What does the next wave of aspirational consumers want? How will they buy it? Where will their purveyors of luxury come from?
If the principal of retail design firm JGA is correct, a continental shift is ahead.
Ken Nisch is a retail design strategist whose client list includes Chrysler, Converse, Diesel, Disney, Foot Locker, GNC Live Well, H&M, Harris Bank, Hart Scaffner Marx, J. Jill, Macy’s, NBC, Princeton University, Tommy Hilfiger, Verizon and Whole Foods.
Speaking during a CEO luncheon hosted by the New York branch of the Luxury Marketing Council, Nisch claimed the 21-century will be the American Century when it comes to luxury brands. He also said renting will replace buying as the preferred consumption method of the ever financially challenged mass affluent consumer.
Nisch says the new gen mass affluent luxury consumer already believes “I have too much stuff.” One answer, he says, is renting pointing to the proliferation of the concept.
It’s not your mother’s tag sale. Pre-owned luxury, he adds, will become the other acceptable way that the ‘trading up’ consumer outfits themselves with the logos they desire “at 90 percent off.” This segment “wants craftsmanship but can’t afford it.”
Providing more competition for European brands, the U.S. is now an acceptable place to make luxury products for aspirational consumers, Nisch says. American consumers want to support luxury brands they can relate to. Watchmaker Shinola settled on Detroit because Americans identify the city with quality engineering. He noted that traditional European brands want to make sure they connect. Alex & Ani is another U.S. example.

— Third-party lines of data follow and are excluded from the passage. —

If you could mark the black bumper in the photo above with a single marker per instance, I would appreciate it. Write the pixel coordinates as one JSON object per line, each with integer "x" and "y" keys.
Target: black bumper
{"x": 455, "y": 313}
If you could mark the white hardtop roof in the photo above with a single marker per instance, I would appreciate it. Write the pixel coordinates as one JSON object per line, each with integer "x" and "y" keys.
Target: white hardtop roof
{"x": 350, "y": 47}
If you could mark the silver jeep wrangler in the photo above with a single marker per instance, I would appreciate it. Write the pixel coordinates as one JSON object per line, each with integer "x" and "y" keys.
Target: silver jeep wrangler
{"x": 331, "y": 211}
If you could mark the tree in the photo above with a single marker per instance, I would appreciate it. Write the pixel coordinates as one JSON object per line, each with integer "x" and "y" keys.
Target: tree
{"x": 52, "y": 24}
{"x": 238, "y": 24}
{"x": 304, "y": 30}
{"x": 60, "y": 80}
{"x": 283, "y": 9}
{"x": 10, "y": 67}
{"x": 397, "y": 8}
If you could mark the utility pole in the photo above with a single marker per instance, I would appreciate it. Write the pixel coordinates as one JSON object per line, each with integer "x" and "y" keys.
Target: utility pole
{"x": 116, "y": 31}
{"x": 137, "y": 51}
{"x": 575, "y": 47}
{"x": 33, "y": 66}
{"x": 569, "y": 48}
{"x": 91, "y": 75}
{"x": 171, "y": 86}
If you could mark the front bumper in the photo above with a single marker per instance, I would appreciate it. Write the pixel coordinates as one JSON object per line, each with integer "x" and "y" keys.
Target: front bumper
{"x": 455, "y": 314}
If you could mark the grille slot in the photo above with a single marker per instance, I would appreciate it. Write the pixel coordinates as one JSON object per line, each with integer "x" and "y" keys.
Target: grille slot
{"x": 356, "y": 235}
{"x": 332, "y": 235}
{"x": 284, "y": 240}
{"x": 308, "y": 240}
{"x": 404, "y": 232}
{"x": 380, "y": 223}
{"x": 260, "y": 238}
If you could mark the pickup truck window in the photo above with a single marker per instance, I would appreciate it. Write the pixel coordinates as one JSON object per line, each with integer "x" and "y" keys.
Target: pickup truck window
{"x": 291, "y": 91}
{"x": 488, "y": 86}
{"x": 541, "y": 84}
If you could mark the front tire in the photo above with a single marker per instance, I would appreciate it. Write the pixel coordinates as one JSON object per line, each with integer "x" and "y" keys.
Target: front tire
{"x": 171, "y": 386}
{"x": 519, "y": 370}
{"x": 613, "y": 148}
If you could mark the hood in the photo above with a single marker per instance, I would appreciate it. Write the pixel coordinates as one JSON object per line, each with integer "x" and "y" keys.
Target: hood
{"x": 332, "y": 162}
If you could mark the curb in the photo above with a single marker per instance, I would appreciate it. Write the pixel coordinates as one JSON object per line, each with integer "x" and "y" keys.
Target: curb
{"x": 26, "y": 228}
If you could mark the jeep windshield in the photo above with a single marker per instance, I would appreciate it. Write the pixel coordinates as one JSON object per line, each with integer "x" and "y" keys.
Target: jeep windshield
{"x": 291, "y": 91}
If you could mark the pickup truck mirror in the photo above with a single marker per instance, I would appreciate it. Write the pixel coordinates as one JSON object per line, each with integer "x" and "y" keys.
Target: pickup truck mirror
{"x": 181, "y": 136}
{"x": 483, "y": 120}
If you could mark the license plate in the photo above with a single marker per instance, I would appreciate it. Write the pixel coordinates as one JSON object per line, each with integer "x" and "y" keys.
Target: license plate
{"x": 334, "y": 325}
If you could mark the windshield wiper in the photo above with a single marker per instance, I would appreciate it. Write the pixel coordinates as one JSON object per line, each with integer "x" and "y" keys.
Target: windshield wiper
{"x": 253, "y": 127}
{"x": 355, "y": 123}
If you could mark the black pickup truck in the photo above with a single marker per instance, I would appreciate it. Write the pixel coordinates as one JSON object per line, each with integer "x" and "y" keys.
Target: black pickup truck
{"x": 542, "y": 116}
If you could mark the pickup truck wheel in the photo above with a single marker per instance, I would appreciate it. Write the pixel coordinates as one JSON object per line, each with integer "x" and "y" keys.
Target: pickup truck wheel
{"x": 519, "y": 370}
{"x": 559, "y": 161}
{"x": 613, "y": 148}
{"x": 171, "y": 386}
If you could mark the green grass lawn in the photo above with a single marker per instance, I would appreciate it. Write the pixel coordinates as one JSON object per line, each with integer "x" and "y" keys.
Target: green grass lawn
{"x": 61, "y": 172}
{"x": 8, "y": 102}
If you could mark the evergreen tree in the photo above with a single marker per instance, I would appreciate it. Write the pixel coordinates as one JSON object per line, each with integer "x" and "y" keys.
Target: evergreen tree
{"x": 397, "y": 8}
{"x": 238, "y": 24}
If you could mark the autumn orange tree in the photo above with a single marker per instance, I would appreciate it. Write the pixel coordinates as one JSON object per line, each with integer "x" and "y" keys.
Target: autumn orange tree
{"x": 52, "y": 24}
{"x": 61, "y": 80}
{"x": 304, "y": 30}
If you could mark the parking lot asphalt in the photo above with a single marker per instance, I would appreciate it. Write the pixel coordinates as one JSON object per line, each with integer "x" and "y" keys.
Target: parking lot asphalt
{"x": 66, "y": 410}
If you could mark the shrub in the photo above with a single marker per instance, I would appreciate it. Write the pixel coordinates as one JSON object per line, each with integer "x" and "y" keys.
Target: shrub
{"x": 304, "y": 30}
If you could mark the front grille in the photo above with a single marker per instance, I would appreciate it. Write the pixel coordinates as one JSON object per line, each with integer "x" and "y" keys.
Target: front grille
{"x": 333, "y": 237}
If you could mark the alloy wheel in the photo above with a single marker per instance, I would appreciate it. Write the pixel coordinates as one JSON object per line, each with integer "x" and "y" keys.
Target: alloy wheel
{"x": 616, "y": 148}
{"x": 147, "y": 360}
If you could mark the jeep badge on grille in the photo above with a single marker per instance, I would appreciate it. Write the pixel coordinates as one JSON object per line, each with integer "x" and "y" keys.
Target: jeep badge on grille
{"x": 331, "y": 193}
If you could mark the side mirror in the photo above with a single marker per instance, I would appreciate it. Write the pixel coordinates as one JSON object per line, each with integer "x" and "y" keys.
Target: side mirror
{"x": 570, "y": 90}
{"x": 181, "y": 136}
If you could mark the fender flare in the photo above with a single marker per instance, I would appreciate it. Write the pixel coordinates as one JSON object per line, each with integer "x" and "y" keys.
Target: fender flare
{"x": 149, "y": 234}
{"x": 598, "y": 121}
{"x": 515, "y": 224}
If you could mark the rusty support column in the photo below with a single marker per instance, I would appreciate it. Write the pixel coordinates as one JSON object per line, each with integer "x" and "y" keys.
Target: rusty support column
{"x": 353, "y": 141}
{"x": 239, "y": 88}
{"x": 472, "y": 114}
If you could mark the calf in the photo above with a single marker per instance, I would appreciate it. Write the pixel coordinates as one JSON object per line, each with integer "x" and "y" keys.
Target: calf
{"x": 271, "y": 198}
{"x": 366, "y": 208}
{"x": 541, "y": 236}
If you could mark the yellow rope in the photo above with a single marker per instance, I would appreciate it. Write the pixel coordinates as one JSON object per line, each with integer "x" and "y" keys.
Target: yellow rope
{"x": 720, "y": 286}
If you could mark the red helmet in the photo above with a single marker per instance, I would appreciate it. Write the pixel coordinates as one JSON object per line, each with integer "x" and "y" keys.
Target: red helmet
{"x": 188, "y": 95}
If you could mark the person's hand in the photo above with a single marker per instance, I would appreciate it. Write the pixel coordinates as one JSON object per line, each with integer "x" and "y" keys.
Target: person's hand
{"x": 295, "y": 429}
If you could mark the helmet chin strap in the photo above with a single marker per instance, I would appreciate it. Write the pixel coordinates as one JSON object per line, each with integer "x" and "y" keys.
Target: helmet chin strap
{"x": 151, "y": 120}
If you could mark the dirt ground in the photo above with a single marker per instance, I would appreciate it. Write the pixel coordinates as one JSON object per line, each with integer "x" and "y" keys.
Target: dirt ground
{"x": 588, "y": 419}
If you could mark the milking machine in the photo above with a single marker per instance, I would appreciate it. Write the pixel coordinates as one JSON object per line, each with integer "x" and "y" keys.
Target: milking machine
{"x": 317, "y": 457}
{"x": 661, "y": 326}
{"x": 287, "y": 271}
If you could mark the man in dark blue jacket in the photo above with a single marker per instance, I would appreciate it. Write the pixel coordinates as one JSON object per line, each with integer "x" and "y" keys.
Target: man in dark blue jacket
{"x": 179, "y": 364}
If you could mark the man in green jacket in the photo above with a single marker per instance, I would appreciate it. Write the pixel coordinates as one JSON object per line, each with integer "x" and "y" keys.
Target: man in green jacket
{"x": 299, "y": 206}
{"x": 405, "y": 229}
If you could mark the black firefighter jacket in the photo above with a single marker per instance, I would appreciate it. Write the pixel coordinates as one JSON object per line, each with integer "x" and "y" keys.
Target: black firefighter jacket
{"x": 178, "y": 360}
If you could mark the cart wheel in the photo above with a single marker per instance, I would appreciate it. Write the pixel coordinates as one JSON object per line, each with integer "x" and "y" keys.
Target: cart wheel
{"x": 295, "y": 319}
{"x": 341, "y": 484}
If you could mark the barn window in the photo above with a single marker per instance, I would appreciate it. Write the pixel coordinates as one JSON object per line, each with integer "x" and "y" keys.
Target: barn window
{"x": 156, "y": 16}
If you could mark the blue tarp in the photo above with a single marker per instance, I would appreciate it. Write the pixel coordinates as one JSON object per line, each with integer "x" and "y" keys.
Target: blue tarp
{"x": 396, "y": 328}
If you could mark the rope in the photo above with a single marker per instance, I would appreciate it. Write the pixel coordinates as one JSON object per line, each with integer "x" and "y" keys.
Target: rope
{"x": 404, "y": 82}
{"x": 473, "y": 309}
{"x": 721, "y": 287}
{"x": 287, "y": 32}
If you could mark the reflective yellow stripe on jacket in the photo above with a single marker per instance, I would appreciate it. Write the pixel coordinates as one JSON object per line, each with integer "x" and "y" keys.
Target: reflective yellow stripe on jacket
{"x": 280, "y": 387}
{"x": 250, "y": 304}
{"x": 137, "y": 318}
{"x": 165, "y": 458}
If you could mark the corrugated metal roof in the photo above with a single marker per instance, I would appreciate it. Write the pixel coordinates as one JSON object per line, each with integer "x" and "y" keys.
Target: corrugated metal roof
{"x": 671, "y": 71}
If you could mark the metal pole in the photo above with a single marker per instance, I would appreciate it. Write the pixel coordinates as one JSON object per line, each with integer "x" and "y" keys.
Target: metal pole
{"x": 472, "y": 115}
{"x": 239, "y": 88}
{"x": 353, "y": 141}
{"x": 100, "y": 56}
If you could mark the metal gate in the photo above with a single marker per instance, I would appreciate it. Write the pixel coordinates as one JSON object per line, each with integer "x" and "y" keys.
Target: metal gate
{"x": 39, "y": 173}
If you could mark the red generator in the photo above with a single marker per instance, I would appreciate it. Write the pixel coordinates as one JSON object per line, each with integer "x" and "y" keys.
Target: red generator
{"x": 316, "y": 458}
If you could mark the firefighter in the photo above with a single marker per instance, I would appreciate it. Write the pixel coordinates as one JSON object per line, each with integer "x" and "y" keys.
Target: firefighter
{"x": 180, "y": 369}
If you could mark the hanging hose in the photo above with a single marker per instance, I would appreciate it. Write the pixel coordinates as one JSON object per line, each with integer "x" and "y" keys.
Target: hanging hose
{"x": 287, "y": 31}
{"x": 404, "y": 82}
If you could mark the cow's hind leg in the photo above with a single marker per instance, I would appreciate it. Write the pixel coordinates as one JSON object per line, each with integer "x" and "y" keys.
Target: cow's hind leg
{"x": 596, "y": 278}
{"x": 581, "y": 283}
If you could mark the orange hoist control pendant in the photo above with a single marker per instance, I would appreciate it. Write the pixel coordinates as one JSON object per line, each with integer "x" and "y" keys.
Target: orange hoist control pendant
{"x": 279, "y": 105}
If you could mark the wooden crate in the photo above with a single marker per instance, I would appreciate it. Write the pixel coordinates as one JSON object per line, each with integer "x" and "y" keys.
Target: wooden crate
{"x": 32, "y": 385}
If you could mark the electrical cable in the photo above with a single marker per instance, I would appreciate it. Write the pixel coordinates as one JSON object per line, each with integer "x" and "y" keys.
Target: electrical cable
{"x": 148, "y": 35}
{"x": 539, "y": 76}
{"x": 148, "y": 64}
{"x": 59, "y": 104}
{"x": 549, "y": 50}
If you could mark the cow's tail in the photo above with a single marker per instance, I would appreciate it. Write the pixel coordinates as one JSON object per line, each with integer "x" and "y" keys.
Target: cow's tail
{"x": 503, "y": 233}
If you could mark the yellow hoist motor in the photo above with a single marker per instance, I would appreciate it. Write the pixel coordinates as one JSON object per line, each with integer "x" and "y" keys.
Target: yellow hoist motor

When it comes to retail, Nisch says aspirational luxury consumers are looking for “a casualized experience. Look at how fine dining has changed.”
While Nisch’s viewpoint was greeted with a healthy dose of skepticism, a clear message I took away is that true luxury brands selling at higher price points are going to have to more than ever develop deep and focused marketing strategies to target the 1 percent, particularly the upper levels where there is huge untapped spending potential.
One attendee painted a scary picture for luxury brands that have so brilliantly tapped into the aspirational consumer market, getting target consumers to run up credit card bills for a new watch or pair of shoes.
He said, in the past, infrequently used designer handbags, shoes and dresses went into the closet or storage, or perhaps a garage sale. The Internet and EBay means “today every woman is their own Neiman Marcus Last Call or Sak’s Off Fifth.” This person noted, “Luxury has always been about exclusivity and limited supply, but for the price sensitive consumer there has never been as much discounted inventory available as today, and tomorrow this will increase exponentially.”